Suku Dayak Lawangan Di Desa Konut Kecamatan Tanah Siang oleh Setia

Wati pada tahun 1998. Penelitian ini juga berbeda dari penelitian yang

dilakukan oleh penulis, walaupun dari segi lokasi penelitian, penelitian ini
11

dilakukan pada tempat yang dapat dikatakan berdekatan, yaitu masih dalam

satu kabupaten. Namun, penelitian ini mengambil suku dayak Lawangan

sebagai subjek penelitiannya, yang tentu suku Dayak ini memiliki ciri khas

yang berbeda dengan suku Dayak Murung yang akan dilakukan oleh penulis.

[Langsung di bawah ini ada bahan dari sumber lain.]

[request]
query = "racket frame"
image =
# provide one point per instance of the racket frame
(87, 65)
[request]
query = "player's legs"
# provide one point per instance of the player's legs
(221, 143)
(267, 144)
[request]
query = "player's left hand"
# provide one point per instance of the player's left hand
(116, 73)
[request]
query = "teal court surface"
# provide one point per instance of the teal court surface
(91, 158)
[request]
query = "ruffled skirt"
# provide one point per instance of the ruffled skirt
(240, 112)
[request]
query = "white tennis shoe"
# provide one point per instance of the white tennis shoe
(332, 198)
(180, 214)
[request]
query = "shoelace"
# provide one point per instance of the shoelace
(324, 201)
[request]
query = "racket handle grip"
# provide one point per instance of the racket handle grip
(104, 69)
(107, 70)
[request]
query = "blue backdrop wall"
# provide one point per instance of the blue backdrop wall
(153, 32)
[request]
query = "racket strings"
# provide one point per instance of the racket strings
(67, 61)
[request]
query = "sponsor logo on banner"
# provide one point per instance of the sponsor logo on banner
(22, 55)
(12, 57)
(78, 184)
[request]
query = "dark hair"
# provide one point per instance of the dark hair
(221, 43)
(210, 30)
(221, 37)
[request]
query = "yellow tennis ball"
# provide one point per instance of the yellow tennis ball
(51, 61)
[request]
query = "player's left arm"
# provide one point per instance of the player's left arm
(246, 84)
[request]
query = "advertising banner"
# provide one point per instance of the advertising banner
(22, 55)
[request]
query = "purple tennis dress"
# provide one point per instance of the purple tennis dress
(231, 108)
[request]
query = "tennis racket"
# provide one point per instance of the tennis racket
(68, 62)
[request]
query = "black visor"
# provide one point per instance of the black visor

Selain itu penelitian ini juga berfokus pada ritual kematian saja.

7. Kepercayaan Asli Masyarakat Dayak Kaharingan Sekitar Kecamatan Dusun

Timur Kabupaten Barito Utara oleh Yanti Khairaty pada tahun 1998. Penelitian

ini mengambil aspek kepercayaan sebagai objek penelitiannya, dimana

penelitian ini banyak berbicara mengenai keyakina dan mitos-mitos yang

berkembang pada masyarakat suku Dayak yang beragama Kaharingan di

kabupaten Barito Utara, khususnya kecamatan Dusun Timur.

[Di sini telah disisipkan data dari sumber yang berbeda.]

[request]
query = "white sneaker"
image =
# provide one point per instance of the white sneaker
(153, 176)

Dari penelitian-penelitian diatas sangat jelas sekali perbedaannya dengan

penelitian yang akan dilakukan oleh penulis. Mulai dari perbedaan lokasi, objek,

subjek hingga ruang lingkup penelitian. Suku Dayak, yang dikenal dengan suku

yang kaya akan budaya, dimana budaya itu yang menjadi ciri khas dari suku

Dayak itu. Walaupun secara garis besar beberapa suku Dayak memiliki kesamaan

budaya, Namun tetap saja setiap sub-suku Dayak memiliki ciri khasnya masing-

masing, yang menjadikan suatu bagian dari sub-suku Dayak satu berbeda dengan

sub-suku Dayak lainnya. Oleh karena itu, dalam penelitian ini penulis akan

meneliti ritual yang terkait dengan daur hidup manusia secara keseluruhan dari

kelahiran hingga kematian dan segala sesuatu yang berkaitan dengan peristiwa

tersebut dalam agama Kaharingan suku Dayak Murung.

F. Sistematika Penulisan

Pembahasan dalam tulisan ini akan disusun dengan sistematika penelitian

sebagai berikut:
12

BAB I PENDAHULUAN

Pada bagian pendahuluan dimuat seluk beluk penelitian ini, dengan uraian

mengenai latar belakang masalah, rumusan masalah, definisi istilah, tujuan

penelitian, signifikansi penelitian, penelitian terdahulu, dan sistematika penulisan

yang akan dipaparkan pada bab pertama.

BAB II RITUAL DALAM KEBUDAYAAN SUKU DAYAK

Adapun untuk landasan teoritis yang berisi uraian mengenai kebudayaan

secata umum dan uraian tentang kebudayaan suku dayak.

BAB III METODE PENELITIAN

Berisi tentang metode yang digunakan dalam penelitan meliputi jenis

penelitian, lokasi penelitian, data dan sumber data, teknik pengumpulan data serta

teknik analisis data.

BAB IV LAPORAN HASIL PENELITIAN

Berisi tentang gambaran umum lokasi penelitian, hasil penelitian, dengan

menggunakan pendekatan deskriptif-kualitatif. Selanjutnya akan dipaparkan

analisis mengenai ritual daur hidup suku Dayak murung dengan menggunakan

pendekatan antropologi.

BAB V PENUTUP

Dan bagian terakhir yaitu penutup yang memuat kesimpulan dan saran-

saran yang diuraikan pada bab keempat.